Là, ce sont les 3.000 m² du Parc des expositions de La Teste-de-Buch, tout près du Bassin d'Arcachon. Décloisonné, déshabillé, doté de 130 tables en bois espacées de 3-4 mètres, avec chacune une machine à coudre ou une surjeteuse, et depuis mercredi de petites mains qui s'affairent à plier, replier le carré de tissu, avant de piquer.
À l'origine du projet, un appel d'offres de collectivités locales du Bassin, de Bordeaux-Métropole, pour 800.000 masques en tissu homologués. Libero Mazzone, entrepreneur local connu et primé (notamment dans le reconditionnement de carrosserie) mais étranger au textile, a relevé le défi "en industriel", "sourçant" le matériel.
Et le fil s'est déroulé : la commune a fourni le lieu, Singer les machines, des traiteurs des repas à prix cassés, un industriel girondin les masques à visière, un hypermarché l'eau, un chaîne de machines expresso le café... Mais "on me disait il y a trois jours tu ne trouveras pas 50 personnes... On en a eu 50, 130, bientôt 260", qui lui permettent, au-delà de l'objectif de 30.000 masques jour, d'envisager de tourner 2X8.
Couturières, la revanche
De partout elles ont surgi : des salons, des cuisines où elles avaient cousu ces dernières semaines des masques en tissu pour elles, leurs amis, leurs enfants ou leur commune.

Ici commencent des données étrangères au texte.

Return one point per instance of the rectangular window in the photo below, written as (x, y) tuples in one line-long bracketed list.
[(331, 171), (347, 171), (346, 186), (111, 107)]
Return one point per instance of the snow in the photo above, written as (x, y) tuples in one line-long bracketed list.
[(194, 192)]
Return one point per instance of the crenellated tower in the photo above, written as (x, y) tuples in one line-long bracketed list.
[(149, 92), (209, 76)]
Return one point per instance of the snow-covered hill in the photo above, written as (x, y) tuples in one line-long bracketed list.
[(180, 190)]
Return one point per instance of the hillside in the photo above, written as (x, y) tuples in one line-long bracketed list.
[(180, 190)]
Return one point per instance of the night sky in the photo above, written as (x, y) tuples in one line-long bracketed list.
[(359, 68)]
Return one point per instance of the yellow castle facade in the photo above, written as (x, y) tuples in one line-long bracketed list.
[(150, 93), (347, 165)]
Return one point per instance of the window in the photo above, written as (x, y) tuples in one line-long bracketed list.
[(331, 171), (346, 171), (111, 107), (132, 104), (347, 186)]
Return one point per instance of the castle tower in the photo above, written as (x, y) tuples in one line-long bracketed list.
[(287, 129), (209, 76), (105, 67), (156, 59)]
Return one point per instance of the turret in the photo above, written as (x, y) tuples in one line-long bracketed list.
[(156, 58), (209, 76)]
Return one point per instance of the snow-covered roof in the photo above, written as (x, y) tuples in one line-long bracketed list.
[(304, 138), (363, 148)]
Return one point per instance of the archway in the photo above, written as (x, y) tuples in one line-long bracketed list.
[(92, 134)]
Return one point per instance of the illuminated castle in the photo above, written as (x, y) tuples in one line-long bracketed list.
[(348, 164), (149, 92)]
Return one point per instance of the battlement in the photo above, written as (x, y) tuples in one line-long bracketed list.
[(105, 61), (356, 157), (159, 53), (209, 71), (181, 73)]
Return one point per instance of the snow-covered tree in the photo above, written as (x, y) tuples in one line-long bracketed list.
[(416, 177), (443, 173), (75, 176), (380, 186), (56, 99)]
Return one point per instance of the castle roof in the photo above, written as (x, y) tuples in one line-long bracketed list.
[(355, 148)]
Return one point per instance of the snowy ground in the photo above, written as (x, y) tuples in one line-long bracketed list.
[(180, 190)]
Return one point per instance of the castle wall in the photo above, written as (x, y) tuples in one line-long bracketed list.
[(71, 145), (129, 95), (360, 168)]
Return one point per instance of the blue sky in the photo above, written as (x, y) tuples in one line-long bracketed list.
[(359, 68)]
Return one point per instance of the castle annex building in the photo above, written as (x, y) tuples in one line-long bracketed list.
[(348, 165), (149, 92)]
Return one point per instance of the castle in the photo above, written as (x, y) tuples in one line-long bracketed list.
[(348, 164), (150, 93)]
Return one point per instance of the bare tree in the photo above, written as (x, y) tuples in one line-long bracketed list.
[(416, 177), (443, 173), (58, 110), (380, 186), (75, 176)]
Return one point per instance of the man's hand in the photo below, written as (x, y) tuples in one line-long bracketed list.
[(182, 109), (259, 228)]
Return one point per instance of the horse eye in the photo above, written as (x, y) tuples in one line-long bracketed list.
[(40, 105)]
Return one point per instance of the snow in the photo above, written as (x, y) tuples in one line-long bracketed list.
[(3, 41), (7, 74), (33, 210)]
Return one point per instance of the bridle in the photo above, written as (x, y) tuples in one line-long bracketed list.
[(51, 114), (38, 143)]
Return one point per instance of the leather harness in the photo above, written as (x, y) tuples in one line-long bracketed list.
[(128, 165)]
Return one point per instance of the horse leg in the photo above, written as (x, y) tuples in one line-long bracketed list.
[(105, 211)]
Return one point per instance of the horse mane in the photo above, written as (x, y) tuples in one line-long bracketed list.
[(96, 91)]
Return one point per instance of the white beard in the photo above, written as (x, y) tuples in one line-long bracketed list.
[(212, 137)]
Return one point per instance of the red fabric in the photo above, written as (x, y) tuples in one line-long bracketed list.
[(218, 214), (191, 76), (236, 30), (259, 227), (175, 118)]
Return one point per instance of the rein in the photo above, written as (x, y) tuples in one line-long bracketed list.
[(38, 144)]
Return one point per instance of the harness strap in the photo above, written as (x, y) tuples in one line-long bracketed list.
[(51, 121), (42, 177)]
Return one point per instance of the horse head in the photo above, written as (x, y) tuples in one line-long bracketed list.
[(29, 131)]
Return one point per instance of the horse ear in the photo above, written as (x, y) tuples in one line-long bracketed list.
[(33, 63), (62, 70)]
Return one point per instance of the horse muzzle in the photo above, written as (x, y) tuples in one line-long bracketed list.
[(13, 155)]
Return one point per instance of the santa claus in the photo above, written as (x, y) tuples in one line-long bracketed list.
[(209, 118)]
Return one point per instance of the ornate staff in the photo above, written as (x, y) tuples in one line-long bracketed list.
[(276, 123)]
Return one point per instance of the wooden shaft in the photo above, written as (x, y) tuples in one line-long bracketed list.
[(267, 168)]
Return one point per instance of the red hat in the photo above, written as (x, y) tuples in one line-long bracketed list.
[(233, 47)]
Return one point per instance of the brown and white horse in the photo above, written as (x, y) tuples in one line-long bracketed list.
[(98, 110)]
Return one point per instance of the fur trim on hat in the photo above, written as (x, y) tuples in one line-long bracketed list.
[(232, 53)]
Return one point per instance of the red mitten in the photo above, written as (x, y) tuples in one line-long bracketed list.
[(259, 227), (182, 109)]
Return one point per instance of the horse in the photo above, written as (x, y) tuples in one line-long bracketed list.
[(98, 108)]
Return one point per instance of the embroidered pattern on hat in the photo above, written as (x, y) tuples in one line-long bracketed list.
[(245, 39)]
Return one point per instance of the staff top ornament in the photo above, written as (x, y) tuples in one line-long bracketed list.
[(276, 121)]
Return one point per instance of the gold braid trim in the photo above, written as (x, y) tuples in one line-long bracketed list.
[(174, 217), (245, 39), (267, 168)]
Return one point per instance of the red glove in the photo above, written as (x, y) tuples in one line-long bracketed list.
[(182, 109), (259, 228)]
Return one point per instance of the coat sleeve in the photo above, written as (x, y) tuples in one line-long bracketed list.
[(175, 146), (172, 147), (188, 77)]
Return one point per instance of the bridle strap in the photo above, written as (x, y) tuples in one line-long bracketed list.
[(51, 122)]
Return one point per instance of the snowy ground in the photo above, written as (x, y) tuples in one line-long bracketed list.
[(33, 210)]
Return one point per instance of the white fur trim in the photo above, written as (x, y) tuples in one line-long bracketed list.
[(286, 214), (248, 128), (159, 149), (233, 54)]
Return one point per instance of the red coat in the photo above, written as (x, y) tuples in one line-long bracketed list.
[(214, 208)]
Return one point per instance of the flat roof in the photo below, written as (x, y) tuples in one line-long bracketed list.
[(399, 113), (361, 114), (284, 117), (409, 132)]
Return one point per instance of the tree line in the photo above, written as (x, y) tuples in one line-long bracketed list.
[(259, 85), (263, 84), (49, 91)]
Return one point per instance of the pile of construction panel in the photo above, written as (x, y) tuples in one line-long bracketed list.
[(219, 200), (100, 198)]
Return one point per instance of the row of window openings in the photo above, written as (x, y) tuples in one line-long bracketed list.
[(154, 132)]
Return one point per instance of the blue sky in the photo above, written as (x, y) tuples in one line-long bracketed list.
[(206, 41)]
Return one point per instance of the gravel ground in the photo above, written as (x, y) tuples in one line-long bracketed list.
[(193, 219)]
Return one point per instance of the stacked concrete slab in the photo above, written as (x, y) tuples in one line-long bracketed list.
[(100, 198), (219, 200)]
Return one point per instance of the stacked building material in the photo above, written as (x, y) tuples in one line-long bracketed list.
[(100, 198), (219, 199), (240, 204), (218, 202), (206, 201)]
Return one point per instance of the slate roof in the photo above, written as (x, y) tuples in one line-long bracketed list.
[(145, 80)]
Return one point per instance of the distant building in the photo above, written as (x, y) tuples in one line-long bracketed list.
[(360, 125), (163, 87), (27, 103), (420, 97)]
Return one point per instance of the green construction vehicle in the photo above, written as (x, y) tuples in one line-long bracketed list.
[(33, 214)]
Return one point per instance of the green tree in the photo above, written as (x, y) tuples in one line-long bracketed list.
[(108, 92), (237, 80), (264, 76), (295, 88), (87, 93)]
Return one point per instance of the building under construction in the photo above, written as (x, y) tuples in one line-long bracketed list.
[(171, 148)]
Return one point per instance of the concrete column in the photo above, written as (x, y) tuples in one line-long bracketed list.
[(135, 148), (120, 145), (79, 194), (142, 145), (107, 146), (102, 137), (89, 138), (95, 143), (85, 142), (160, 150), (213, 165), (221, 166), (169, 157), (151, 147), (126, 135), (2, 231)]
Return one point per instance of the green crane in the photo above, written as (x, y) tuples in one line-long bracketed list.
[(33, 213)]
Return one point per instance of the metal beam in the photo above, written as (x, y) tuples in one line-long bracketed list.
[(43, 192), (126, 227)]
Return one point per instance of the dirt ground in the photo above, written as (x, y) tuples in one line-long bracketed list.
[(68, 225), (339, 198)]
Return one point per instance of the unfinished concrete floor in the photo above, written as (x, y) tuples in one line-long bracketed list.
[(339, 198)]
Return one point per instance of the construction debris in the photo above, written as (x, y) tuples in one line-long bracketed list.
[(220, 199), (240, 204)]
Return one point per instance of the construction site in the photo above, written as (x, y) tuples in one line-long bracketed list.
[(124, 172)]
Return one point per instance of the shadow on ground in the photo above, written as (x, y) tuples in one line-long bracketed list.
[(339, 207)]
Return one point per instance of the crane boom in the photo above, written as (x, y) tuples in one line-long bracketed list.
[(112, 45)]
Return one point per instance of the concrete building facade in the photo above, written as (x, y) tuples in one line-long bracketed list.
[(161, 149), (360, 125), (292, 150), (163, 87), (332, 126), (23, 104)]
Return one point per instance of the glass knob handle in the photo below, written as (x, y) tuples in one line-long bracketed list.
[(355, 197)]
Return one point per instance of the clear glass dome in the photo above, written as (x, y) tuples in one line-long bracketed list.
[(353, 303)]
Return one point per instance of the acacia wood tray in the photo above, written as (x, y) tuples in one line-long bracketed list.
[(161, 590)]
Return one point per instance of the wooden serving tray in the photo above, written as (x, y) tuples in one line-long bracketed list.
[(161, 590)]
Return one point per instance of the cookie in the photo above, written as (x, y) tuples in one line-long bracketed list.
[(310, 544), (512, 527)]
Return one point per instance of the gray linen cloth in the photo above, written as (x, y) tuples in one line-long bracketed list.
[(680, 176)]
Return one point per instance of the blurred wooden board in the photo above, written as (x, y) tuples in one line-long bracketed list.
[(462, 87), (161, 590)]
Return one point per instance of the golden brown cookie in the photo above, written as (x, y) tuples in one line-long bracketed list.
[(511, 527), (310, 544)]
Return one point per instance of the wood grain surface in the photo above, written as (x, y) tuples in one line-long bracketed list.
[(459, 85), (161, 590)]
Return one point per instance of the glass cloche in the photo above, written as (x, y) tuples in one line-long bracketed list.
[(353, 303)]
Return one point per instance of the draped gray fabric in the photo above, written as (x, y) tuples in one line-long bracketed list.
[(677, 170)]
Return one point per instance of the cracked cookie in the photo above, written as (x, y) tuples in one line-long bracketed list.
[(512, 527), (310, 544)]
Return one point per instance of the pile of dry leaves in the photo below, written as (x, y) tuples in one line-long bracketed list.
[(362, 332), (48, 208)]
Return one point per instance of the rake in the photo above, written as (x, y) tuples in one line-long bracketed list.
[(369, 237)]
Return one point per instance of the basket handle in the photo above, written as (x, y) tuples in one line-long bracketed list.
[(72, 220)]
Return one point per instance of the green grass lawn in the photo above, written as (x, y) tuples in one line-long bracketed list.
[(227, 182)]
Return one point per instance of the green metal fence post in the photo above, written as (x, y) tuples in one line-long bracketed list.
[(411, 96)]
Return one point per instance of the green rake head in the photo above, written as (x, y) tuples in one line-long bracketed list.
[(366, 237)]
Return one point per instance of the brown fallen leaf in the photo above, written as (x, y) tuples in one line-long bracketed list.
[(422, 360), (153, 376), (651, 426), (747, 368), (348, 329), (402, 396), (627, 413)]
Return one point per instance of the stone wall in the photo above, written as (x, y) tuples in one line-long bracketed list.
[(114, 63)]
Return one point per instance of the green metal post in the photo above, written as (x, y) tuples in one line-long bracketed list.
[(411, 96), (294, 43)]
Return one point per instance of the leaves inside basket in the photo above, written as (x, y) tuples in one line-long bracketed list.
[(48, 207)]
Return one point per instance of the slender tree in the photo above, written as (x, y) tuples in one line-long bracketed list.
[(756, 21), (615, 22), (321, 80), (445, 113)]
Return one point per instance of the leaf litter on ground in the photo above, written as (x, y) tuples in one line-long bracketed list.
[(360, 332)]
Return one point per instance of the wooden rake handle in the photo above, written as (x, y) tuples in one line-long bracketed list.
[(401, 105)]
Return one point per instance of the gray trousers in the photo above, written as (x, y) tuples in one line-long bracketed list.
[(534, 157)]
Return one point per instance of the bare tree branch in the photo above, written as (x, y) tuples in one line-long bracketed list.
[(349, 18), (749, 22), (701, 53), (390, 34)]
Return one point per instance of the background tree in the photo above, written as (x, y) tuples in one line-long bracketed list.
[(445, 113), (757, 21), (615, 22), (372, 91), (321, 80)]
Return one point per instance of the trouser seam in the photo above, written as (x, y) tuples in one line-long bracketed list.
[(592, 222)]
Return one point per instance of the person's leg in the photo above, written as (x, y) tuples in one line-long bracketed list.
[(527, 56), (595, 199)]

L'usine de fabrication de masques rapidement créée dans le centre d'exposition de Teste-de-Buch, en Gironde, le 15 avril. |
Comme Sandrine, 46 ans, vendeuse de prêt-à-porter de Mérignac au chômage partiel depuis mars, mais qui "adore la couture, a toujours fait du +patch+, des vêtements pour la famille". Elle a lu l'annonce et s'est dit "à un moment donné il faut sortir, aider +à sa hauteur+. Moi ma hauteur, c'est la couture". Ou Jeanne, 67 ans, excitée à l'idée de "mon premier Smic. Je n’ai pas de métier, j'ai jamais +travaillé+, j'étais maman au foyer. Et je cousais". Elle ne voulait surtout pas "prendre la place de quelqu'un qui avait besoin de travailler". On l'a convaincue de rester.
Ou Laura, 20 ans, sortie d'un Bac pro couture et d'un CDD de maroquinière chez Hermès, et qui "trouve merveilleux en tant que couturière de pouvoir se rendre utile". Elle avoue n'avoir "aucune idée" de la rémunération (Smic + heures sup). Mais "serait venue pour rien, sans hésiter". Car rémunération il y aura. Et projet au-delà. Tour à tour vibrionnant, lyrique, stratégique, Libero Mazzone sait que pour le seul mois à venir, "il faut en France 110 millions de masques. Et l'hiver prochain, dès que quelqu'un éternuera, on sortira tous le masque, comme en Asie. Ces masques, il faudra les fabriquer".
Alors pas question d'une "usine éphémère", comme il entend dire. Il leur promet déjà qu'une usine à masques, pas loin, perdurera, "avec, 30, 40 postes peut-être, celles parmi vous qui voudront rester. Une SAS, dont vous aurez les parts".
La grande revanche des couturières. "Un métier très honorable, des gens qu'on a un jour oubliés parce qu'on a déporté leur travail, mais qui aujourd'hui qu'on leur demande d'être là dans l'urgence, sont là, sans aucune rancœur".